The detective placed one final sheet on top of the pile.
“This message was recovered from a deleted folder.”
Charles looked down.
Emily saw his face collapse before she read the words.
Michael read it aloud, barely above a whisper.
“If the baby isn’t born, everything stays the same.”
The mansion became silent.
Not quiet.
Silent.
The kind of silence that comes after a door locks.
Emily’s hands closed protectively over her stomach.
The baby moved beneath her palms.
A small, living protest against the ugliness in that room.
Victoria’s breathing quickened.
“That was taken out of context.”
The detective looked at her.
“What was the context?”
Victoria’s eyes darted around the room.
To her father.
To Michael.
To the guests.
To the servants standing near the doorway.
For the first time, there was no safe face to hide behind.
So she did what people like Victoria always did when the truth cornered them.
She attacked.
“She stole everything from me!”
The words exploded out of her.
Emily flinched.
Victoria’s face twisted with rage.
“You all act like she’s some innocent little saint because she got pregnant. She walks in here, marries my brother, gives Dad a grandchild, and suddenly the entire Reynolds empire belongs to her stomach?”

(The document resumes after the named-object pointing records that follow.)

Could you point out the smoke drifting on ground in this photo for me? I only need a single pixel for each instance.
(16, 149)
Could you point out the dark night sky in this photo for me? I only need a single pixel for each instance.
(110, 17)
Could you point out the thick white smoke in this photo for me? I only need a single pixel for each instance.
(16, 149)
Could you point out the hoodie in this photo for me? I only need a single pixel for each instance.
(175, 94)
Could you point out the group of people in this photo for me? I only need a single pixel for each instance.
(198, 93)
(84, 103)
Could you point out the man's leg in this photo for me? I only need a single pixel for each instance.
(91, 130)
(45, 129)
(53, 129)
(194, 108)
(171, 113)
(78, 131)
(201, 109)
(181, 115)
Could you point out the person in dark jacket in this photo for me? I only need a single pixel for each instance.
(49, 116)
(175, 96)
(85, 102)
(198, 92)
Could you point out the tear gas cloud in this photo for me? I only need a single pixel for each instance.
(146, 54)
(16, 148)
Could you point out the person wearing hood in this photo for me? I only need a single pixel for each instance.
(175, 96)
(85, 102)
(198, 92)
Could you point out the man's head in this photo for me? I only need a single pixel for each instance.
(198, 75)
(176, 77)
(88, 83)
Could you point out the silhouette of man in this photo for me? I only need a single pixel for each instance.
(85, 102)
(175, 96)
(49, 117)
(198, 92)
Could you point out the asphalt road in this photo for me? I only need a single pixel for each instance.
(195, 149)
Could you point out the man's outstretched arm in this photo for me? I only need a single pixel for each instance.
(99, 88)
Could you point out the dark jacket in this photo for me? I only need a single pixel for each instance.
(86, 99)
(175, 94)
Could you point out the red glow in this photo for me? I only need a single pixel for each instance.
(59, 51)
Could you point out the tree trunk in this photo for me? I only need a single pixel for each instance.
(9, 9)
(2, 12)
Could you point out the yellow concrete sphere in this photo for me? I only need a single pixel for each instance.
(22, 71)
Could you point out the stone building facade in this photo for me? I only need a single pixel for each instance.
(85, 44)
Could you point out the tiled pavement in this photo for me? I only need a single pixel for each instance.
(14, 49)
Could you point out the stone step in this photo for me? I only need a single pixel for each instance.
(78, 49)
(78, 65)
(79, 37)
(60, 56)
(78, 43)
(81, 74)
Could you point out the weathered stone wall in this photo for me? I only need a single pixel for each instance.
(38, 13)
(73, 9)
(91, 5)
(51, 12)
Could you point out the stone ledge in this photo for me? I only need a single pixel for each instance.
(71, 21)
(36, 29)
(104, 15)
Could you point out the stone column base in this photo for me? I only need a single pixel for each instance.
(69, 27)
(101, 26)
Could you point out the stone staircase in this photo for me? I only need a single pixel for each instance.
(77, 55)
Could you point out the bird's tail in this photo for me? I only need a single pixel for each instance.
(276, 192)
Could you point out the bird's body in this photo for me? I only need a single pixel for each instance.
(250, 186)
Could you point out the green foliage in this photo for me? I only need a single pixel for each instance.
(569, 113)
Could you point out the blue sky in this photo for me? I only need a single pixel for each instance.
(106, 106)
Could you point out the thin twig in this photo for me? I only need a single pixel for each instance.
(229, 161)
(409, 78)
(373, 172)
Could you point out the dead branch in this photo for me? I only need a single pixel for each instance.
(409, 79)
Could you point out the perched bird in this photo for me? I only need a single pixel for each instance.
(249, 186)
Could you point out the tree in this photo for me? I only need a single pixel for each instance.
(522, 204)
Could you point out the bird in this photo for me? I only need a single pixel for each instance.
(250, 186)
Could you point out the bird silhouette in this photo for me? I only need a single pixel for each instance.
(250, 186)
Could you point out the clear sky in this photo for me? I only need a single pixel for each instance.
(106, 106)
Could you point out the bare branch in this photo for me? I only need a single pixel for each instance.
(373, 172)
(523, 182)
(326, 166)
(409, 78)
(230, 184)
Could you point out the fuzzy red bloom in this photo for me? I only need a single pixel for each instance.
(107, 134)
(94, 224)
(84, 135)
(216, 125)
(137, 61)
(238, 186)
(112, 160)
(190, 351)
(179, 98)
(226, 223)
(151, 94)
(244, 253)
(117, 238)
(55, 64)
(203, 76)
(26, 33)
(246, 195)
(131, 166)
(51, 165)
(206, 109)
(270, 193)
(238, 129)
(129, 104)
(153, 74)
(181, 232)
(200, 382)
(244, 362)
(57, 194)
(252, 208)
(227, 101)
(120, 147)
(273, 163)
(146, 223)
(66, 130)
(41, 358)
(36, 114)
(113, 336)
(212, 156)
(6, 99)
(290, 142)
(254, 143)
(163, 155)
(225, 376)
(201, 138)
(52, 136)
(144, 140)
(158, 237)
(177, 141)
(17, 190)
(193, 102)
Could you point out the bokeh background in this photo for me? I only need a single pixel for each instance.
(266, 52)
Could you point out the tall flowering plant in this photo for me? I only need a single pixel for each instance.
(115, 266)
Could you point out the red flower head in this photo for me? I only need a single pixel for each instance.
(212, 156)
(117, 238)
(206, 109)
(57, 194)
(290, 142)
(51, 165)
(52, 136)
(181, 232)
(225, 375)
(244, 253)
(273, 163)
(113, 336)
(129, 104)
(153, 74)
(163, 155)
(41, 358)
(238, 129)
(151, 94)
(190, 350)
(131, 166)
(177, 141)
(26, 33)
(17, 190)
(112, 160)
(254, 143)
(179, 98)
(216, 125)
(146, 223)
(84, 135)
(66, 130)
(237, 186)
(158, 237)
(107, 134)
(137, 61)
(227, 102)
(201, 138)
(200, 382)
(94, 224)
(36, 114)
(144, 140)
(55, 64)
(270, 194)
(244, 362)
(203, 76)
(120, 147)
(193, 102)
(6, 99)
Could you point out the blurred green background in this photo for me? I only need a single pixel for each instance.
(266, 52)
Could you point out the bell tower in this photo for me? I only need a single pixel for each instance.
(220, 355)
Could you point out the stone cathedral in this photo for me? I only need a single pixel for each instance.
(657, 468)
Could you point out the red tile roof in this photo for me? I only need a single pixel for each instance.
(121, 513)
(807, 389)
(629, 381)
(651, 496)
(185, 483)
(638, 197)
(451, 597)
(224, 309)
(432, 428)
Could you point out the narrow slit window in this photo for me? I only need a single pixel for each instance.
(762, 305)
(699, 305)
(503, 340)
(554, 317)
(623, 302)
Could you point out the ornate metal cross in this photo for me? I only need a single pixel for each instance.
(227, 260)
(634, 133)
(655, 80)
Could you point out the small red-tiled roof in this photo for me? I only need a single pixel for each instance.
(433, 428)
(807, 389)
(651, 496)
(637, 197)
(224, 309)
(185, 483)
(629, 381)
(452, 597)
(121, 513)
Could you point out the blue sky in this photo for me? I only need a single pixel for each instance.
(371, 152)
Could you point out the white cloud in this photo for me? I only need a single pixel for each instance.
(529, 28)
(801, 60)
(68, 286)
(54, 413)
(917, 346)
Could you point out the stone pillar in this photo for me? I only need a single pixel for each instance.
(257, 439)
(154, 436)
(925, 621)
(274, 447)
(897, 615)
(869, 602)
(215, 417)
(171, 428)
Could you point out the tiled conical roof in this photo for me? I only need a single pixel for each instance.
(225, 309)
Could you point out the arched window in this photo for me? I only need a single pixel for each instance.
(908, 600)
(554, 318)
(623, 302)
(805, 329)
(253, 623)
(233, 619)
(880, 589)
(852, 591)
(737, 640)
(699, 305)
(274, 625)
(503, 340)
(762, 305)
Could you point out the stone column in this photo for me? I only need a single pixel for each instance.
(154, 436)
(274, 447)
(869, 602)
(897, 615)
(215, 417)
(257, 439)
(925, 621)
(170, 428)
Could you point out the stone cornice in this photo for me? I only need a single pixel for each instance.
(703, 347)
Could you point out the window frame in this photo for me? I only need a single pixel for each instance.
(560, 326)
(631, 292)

Michael stared at her in horror.
“That’s my child.”
Victoria laughed bitterly.
“No. That’s Dad’s new obsession. That baby became the heir before it even had a name.”
Charles stood slowly.
“Victoria, stop.”
But she was past stopping.
“You did this!” she screamed at him. “You made me believe my whole life that I was the future of this family. You trained me. You praised me. You told me I was stronger than Michael, smarter than Michael, better prepared than anyone. Then one ultrasound photo shows up and suddenly I’m replaceable?”
Emily could barely listen.
Because under the rage, Victoria was telling the truth about one thing.
This family had created her.
They had fed her entitlement.
They had taught her inheritance mattered more than love.
And then they acted shocked when she became exactly what they raised.
The detective stepped forward.
“Victoria Reynolds, I need you to come with me.”
Victoria backed away.
“No.”
Two officers entered the room.
Charles looked like he wanted to intervene.
But every eye in the room was on him.
Every guest.
Every servant.
Every family member who had stayed silent while Emily was called dramatic.
For once, Charles Reynolds could not buy the moment back.
Victoria looked at her father.
“Do something.”
Charles said nothing.
That silence destroyed her more completely than any arrest could.
As the officers guided Victoria toward the door, she passed Emily.
For a moment, her face softened into something almost human.
Then she leaned close and whispered,
“You think this is over because of one camera?”
Emily’s blood turned cold.
Victoria smiled through her tears.
“You have no idea what this family hides.”
Then the officers took her out.
And from the doorway, the oldest housekeeper in the mansion, Mrs. Alvarez, suddenly whispered,
“She’s right.”
Everyone turned.
Mrs. Alvarez’s face was pale.
“There are more cameras.”
Charles went still.
Emily looked at her.
“What do you mean?”
The housekeeper swallowed.
“I mean the staircase wasn’t the first time someone tried to hurt you.”